Resident Rachel Ponce added, “If you do have an ordinance and there’s deliveries being made, you have no way of monitoring or enforcing that to get the tax revenue from it so why have it if you can’t control it.”
Former Hollister Councilman Victor Gomez, of Pinnacle Strategy, also encouraged the council to have take a position on whether it would allow cannabis businesses in the city.
“Having the structure allows you the ability to go back and have the state communicate with you city and say ‘what are you doing currently,'" he said. "If the local jurisdiction does not allow a certain component of cannabis business, then your staff will let the state know and the state will no allow the permit to go through."

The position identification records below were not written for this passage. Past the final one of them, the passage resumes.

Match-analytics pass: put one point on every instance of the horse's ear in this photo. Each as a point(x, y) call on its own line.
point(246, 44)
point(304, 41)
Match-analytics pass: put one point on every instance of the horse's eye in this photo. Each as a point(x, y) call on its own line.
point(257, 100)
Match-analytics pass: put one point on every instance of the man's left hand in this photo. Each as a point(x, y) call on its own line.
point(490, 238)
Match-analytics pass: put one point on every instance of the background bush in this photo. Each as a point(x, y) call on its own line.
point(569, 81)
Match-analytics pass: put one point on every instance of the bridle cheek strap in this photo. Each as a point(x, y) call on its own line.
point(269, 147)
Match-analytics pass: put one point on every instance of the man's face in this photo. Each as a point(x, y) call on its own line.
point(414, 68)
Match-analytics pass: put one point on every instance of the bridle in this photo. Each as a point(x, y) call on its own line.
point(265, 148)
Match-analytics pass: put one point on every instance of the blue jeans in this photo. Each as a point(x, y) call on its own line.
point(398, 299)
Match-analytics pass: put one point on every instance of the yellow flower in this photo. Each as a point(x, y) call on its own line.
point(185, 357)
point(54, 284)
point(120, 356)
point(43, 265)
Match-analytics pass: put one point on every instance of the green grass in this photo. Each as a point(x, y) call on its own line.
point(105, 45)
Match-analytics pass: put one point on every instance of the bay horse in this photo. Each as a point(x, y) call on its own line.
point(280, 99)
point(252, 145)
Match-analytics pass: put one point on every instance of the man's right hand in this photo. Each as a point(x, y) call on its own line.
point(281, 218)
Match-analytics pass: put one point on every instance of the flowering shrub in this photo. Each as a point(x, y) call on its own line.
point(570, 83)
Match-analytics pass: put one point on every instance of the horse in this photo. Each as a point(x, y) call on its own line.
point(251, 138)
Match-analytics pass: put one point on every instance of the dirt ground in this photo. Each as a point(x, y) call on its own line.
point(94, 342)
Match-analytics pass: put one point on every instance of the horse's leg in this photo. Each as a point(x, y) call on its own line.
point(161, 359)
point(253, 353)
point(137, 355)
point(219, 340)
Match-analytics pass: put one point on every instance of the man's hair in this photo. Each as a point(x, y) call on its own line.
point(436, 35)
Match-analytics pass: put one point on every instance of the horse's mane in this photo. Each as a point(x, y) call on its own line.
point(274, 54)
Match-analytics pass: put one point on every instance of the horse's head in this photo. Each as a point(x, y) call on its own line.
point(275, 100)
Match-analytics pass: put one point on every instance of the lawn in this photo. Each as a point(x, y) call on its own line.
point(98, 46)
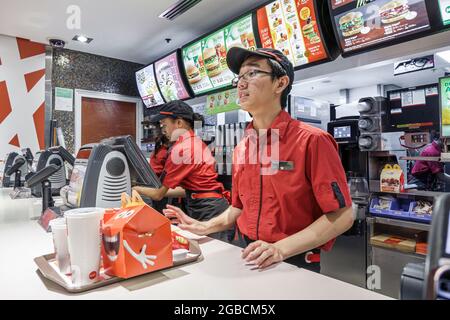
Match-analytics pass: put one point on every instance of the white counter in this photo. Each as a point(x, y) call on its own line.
point(220, 275)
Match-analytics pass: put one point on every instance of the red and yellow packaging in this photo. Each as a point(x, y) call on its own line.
point(137, 239)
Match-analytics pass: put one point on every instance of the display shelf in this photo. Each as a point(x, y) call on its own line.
point(399, 223)
point(374, 187)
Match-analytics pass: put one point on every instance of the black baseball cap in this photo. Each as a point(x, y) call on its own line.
point(237, 55)
point(174, 109)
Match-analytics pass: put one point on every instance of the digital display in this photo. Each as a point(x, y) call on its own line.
point(291, 26)
point(339, 3)
point(148, 89)
point(444, 84)
point(342, 132)
point(205, 61)
point(370, 23)
point(169, 78)
point(444, 6)
point(447, 245)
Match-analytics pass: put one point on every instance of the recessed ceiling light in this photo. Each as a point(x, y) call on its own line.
point(82, 39)
point(444, 55)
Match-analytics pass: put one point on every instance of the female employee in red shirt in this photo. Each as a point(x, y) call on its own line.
point(190, 165)
point(296, 201)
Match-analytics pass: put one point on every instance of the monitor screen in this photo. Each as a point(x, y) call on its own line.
point(413, 109)
point(77, 177)
point(293, 28)
point(148, 89)
point(205, 61)
point(342, 132)
point(444, 7)
point(444, 95)
point(371, 23)
point(169, 78)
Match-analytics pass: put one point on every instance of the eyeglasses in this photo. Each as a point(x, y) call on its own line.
point(248, 76)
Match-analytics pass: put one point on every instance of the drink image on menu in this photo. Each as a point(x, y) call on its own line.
point(352, 23)
point(212, 63)
point(193, 73)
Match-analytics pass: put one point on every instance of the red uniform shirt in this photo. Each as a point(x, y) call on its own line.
point(307, 182)
point(191, 165)
point(158, 159)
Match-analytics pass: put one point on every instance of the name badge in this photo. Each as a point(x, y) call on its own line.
point(283, 165)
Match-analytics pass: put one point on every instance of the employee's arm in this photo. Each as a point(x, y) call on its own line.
point(324, 229)
point(222, 222)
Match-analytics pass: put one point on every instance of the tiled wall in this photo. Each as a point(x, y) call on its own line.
point(79, 70)
point(22, 95)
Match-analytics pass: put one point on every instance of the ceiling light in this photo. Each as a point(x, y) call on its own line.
point(444, 55)
point(82, 39)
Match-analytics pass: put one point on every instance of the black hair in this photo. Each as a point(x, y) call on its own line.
point(278, 72)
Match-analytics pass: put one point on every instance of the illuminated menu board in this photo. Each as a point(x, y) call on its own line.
point(338, 3)
point(205, 61)
point(148, 89)
point(292, 27)
point(444, 6)
point(444, 95)
point(169, 78)
point(372, 22)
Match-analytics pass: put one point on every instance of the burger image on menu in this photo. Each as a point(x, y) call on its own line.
point(394, 11)
point(193, 73)
point(212, 63)
point(351, 23)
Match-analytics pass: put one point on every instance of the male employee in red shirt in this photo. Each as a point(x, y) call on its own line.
point(296, 201)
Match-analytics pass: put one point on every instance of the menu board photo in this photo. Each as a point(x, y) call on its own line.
point(169, 78)
point(222, 102)
point(339, 3)
point(148, 88)
point(379, 21)
point(444, 84)
point(291, 26)
point(205, 61)
point(444, 6)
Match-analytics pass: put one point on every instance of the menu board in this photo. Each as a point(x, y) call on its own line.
point(372, 22)
point(444, 84)
point(291, 26)
point(205, 61)
point(444, 6)
point(339, 3)
point(222, 102)
point(169, 78)
point(148, 88)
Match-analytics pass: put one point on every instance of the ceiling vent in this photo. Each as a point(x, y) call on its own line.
point(178, 9)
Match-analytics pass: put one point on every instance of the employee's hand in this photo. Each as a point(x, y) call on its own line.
point(262, 254)
point(184, 221)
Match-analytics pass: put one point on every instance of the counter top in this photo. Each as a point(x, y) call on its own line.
point(221, 274)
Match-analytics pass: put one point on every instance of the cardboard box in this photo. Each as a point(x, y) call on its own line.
point(136, 240)
point(394, 242)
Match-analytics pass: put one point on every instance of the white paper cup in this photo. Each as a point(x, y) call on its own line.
point(84, 243)
point(59, 231)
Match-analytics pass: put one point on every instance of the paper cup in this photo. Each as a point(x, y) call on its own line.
point(59, 231)
point(84, 243)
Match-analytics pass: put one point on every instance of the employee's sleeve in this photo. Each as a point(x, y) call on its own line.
point(235, 200)
point(176, 168)
point(324, 170)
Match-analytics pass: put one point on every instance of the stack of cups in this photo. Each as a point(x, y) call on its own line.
point(59, 231)
point(84, 244)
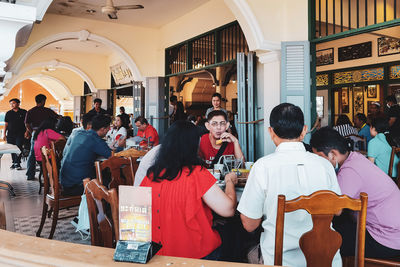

The council also finalized and formally approved a cannabis consulting contract with Gomez, who also consults with the city of Hollister and the county of San Benito. The contract is not to exceed $9,000 over a nine-month period —Sept. 1, 2017 through May 31, 2018 — and allows either party to terminate the contract with or without cause within a 30-day period.
During discussion, Councilman Tony Boch said he had met with Gomez a week prior and emphasized how all he wants to do is “protect San Juan.”
“Whether we have dispensaries or manufacturing or growing, we need to protect San Juan.," Boch said. "People talk about the tremendous amount of money, as far as I’m concerned that has nothing to do with it. I don't want to see San Juan damaged in anyway."
Councilman John Freeman agreed that he didn't want to see San Juan Bautista damaged, adding, “If we can discreetly have a manufacturing plant, or a cultivation warehouse, or something and bring in a considerable amount of money, then we can have more police protection so the Valero station doesn't get trashed.”
During the Level One Security report, safety concerns were brought up after the council made the public aware of an act of vandalism that occurred at the Valero gas station that resulted in gas pumps being broken.
Martorana continued the conversation, saying, “We’ve been looking at, for the cannabis question, the cannabis business for quite sometime now. We’ve held a forum. We’ve addressed this at a number of meetings … I think that it is a very complicated question. We don’t have the time as a council and as a staff to adequately address this — the issues that are involved in this.”
He added that staff has spent more than 40 hours looking into the matter.
“I think this is the right way for us to go because I think there is just an awful lot at stake," Martorana said. "There’s a lot happening at the legislative level that we need to be aware of and reactive to it and dealing with those changes in a very timely fashion."